FESTIVAL. Michel Sanscartier, qui a fondé le Festival Western de Saint-André-Avellin, est mécontent de voir la direction que prend l’événement depuis les dernières années.

En fondant l’événement avec l’appui de René Boyer en 2001, le souhait de M. Sanscartier était de mettre de l’avant les compétitions de rodéo et les spectacles country avec le festival. Cependant, il juge que l’événement a perdu son identité aujourd’hui en proposant des programmations devenues trop variées. «Sylvain [Maheux] n’aime pas le country», dit-il à l’endroit du président actuel du festival avec qui il dit entretenir un «froid» qui date depuis environ 2005 qui l’a mené à se retirer de l’organisation du festival à l’époque.

En 2018, M. Sanscartier s’est taillé une place pour revenir s’impliquer au sein du conseil d’administration de l’événement. Environ un mois plus tard, il raconte que les autres membres du CA, dont le président Sylvain Maheux, lui ont demandé de remettre sa démission ou que sinon ils allaient voter pour l’exclure. «C’est une injustice ce qui s’est passé là. Il ne voulait pas me voir là et il s’est arrangé avec les autres pour me mettre dehors», déplore M. Sanscartier qui croit que M. Maheux ne fait pas bien les choses et veut tout contrôler. «Il décide tout et c’est le seul qui gère l’argent», avance M. Sanscartier.
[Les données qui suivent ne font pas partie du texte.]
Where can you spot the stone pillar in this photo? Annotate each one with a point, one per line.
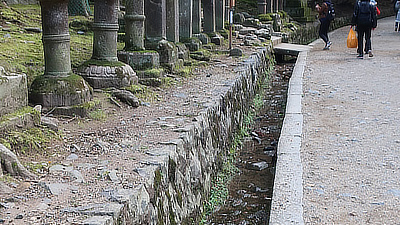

De son côté, M. Maheux, président actuel du festival, rejette complètement les allégations de M. Sanscartier en disant qu’elles sont complètement fausses. Tout d’abord, il mentionne qu’il n’a rien à voir avec le départ de M. Sanscartier de l’organisation de l’événement, au début des années 2000. Selon M. Maheux, M. Sanscartier a «laissé tomber» le festival qui à l’époque avait des difficultés financières. «Les dettes s’accumulaient et je suis arrivé dans l’équipe en 2005 avec de nouvelles personnes en voyant le potentiel de l’événement, mais un potentiel différent», dit-il.

«Ce n’était pas viable à long terme et c’est pour ça qu’on a ajouté le volet culturel», fait savoir celui qui fait remarquer qu’il y a tout de même encore des rodéos. Cependant, «avec toute l’insécurité dans le monde du rodéo concernant le bien-être animal», il juge important de miser sur autres choses. «On s’assure que le festival va rester en vie avec notre volet culturel qui est fort», mentionne-t-il en indiquant que les festivaliers adorent la formule actuelle et la programmation variée proposée dernièrement. Il ajoute que la réussite du festival repose sur l’implication de 325 bénévoles et qu’«au niveau financier le festival n’a jamais été aussi bien géré que durant les dernières années.»

Pour ce qui est de cette année, M. Maheux confirme que le conseil d’administration a bel et bien exigé le départ de M. Sanscartier puisqu’«il n’avait aucune compatibilité» avec le reste du groupe. «Plusieurs responsables seraient partis si lui était resté là», affirme M. Maheux.